Citing the budget deficit, President Donald Trump said today he is freezing scheduled pay raises for civilian employees of the federal government.

"Under current law, locality pay increases averaging 25.70 percent, costing $25 billion, would go into effect in January 2019, in addition to a 2.1 percent across-the-board increase for the base General Schedule," Trump wrote in a letter to House Speaker Paul Ryan and Vice President Mike Pence (the president of the Senate). "We must maintain efforts to put our Nation on a fiscally sustainable course, and Federal agency budgets cannot sustain such increases." He cited Title 5 of the U.S. Code, which lets the president freeze civilian federal employee pay increases due to "national emergency or serious economic conditions affecting the general welfare."

Trump is right to point out the scary fiscal situation. The federal government ran a deficit of $77 billion last month, a 79 percent increase over July 2017. The budget deficit adds up to $684 billion though the first 10 months of the 2018 fiscal year, up 21 percent from the same point last year, MarketWatch reports.

The rising deficit is due in part to the tax reform bill Trump signed into law in December. Corporate tax revenues saw a 34 percent year-over-year drop in July as companies took advantage of a 14-point cut in the corporate tax rate (from 35 percent to 21 percent).

The tax legislation did nothing to rein in federal spending, which rose 10 percent last month when compared to July 2017. With revenue down and spending up, a larger budget deficit was inevitable. In fact, the Congressional Budget Office predicts that the budget deficit will surpass $1 trillion for the 2019 fiscal year.

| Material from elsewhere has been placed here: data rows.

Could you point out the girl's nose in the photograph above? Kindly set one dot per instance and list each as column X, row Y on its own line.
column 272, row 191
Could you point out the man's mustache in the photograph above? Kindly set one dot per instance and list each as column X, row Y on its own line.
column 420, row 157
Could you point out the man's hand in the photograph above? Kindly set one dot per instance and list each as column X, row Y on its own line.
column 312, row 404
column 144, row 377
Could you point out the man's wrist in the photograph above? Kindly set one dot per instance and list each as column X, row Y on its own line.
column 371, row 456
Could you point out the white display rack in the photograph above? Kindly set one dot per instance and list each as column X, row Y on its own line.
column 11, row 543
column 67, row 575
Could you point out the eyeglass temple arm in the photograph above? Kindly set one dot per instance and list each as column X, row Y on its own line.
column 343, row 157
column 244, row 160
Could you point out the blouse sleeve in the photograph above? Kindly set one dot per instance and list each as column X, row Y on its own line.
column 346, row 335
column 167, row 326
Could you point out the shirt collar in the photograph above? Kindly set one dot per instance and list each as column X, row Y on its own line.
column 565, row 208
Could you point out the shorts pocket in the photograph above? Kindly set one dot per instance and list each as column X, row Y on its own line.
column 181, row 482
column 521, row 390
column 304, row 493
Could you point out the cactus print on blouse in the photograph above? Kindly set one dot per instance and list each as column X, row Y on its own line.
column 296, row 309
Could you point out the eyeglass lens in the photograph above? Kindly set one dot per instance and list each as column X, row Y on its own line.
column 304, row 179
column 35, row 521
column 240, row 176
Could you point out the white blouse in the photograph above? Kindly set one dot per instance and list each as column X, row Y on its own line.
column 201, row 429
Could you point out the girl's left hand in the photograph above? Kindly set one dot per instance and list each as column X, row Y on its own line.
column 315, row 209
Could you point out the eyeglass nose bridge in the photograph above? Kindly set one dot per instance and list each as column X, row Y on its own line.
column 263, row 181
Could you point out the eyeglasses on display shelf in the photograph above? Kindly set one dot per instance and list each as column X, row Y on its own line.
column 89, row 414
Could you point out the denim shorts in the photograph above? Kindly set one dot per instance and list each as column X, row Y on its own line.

While Trump has yet to propose reducing spending on big-ticket items such as defense or entitlements, he is trying to trim the decicit by changing how federal employees are paid. "In light of our Nation's fiscal situation, Federal employee pay must be performance-based, and aligned strategically toward recruiting, retaining, and rewarding high-performing Federal employees and those with critical skill sets," Trump wrote today. "Across-the-board pay increases and locality pay increases, in particular, have long-term fixed costs, yet fail to address existing pay disparities or target mission critical recruitment and retention goals."

The salary freeze won't affect military personnel, who will still get a 2.6 percent pay bump next year.

It's not clear how much money the pay freeze would save. However, Trump in May proposed cutting total federal employee compensation by $143.5 billion. And his latest decision is not particularly surprising. The Washington Post reports:

Trump's position…is a routine move at this point in the budget process because no decision has been made regarding a pay raise for federal employees come January 2019. Under the complex federal pay law, in that case such a message must be issued by the end of August to prevent a much larger raise from taking effect automatically should no decision be made by the end of the year.

In July, the House effectively approved the proposal, although the Senate later passed a bill that includes a salary increase. If the scheduled pay raise garners enough support in both houses to overturn a presidential veto, Trump's freeze won't amount to much.